= Mary O. Kryszak =

American politician

Mary Olszewski Kryszak or Kryshak (July 27, 1875 - July 16, 1945) was a schoolteacher, bookkeeper, librarian and editor from Milwaukee, Wisconsin who served seven terms as a Democratic member of the Wisconsin State Assembly.

== Background ==
Born Mary Olszewski in Milwaukee on July 27, 1875, daughter of Constantine Olszewski (a railroad worker) and Rozalia (Martyn) Olszewski. She graduated from St. Mary's Academy and the Spencerian Business College, and later studied at the University of Wisconsin Extension in Milwaukee. She worked as a schoolteacher, music teacher, bookkeeper, librarian, and newspaper writer, including as assistant manager and bookkeeper for the Milwaukee Polish language daily newspaper Nowiny Polskie from 1908 to 1922), while also serving as a housewife and mother of three children. From 1921 to 1939 she was managing editor of the weekly newspaper Glos Polek ([Polish] Women's Voice) of the Zwiazek Polek w Ameryce (Fraternal Polish Women's Alliance of America); she had founded the St. Catherine Society, a local lodge of the Zwiazek, in 1912, and would remain its president until her death.

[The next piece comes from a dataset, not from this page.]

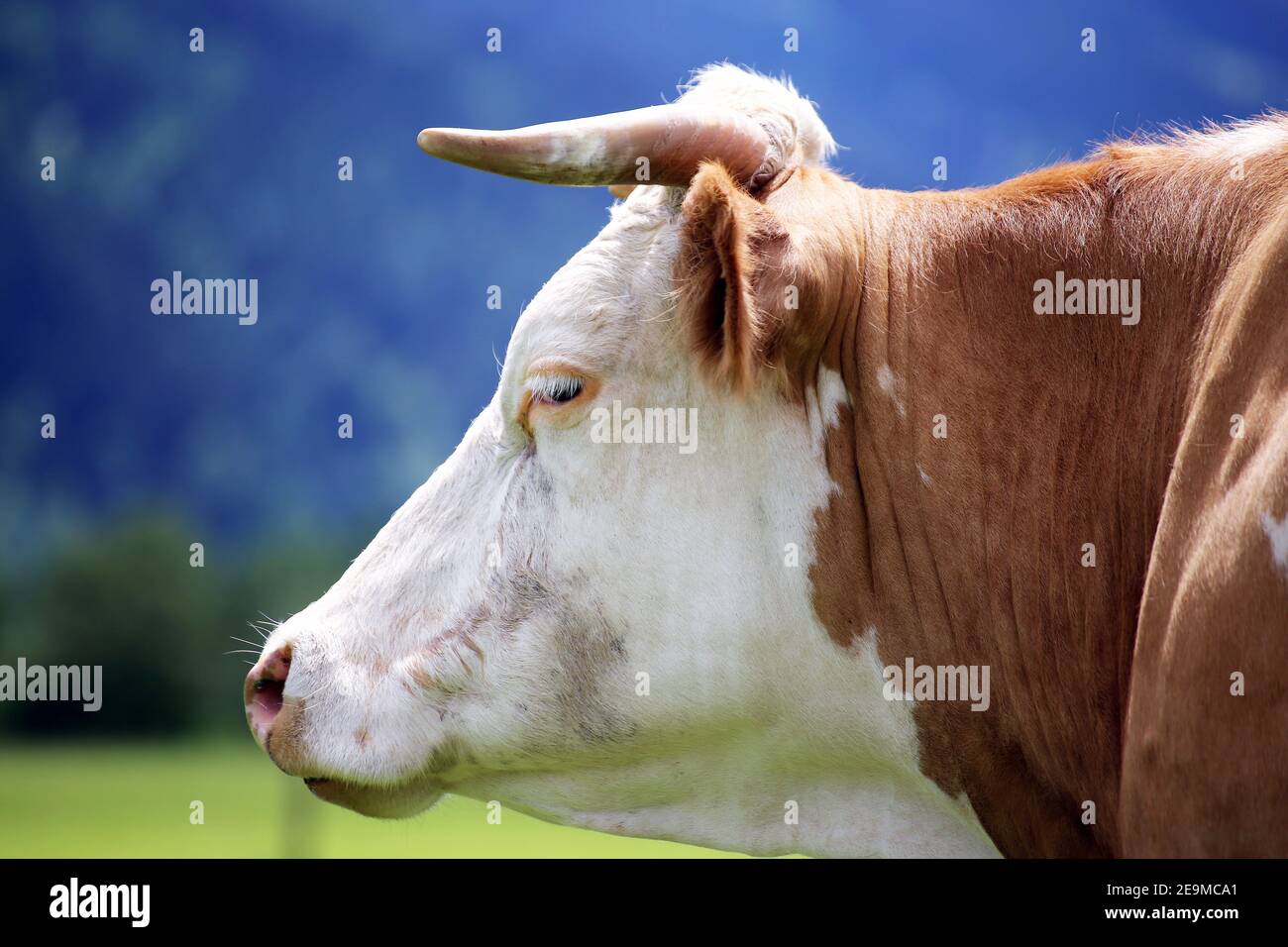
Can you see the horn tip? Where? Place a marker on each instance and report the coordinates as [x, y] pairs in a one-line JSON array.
[[428, 138]]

== First term and national attention ==
In 1928, she unseated Republican State Representative Louis Polewczynski to represent the Eighth Milwaukee County district (the 8th and 14th wards of the City of Milwaukee), taking 3,889 votes to 2,659 for Socialist Nick Wroblewski and 2,239 for the incumbent Polewczynski. She already had three grown children (Leo, Rose and Wanda) "through school and with jobs of their own" when first elected to the Assembly in 1928. Although she had worked as a teacher, bookkeeper, assistant manager and newspaper editor before seeking office, stories in the national press stated that "Mrs. Kryszak 'takes in' hemstitching work at home when not engaged in lawmaking." She was the first woman elected to the legislature from Milwaukee County, and the first female Democrat to be elected to any state office. She was assigned to the standing committees on education and on public welfare.

== Personal life ==
On May 23, 1900, she married Anton L. Kryshak, a cigar maker, whom she later divorced; they had two daughters and one son. At the time of the divorce, she changed the spelling of her name from Kryshak to Kryszak; when first elected to the Assembly, the name change had already taken place.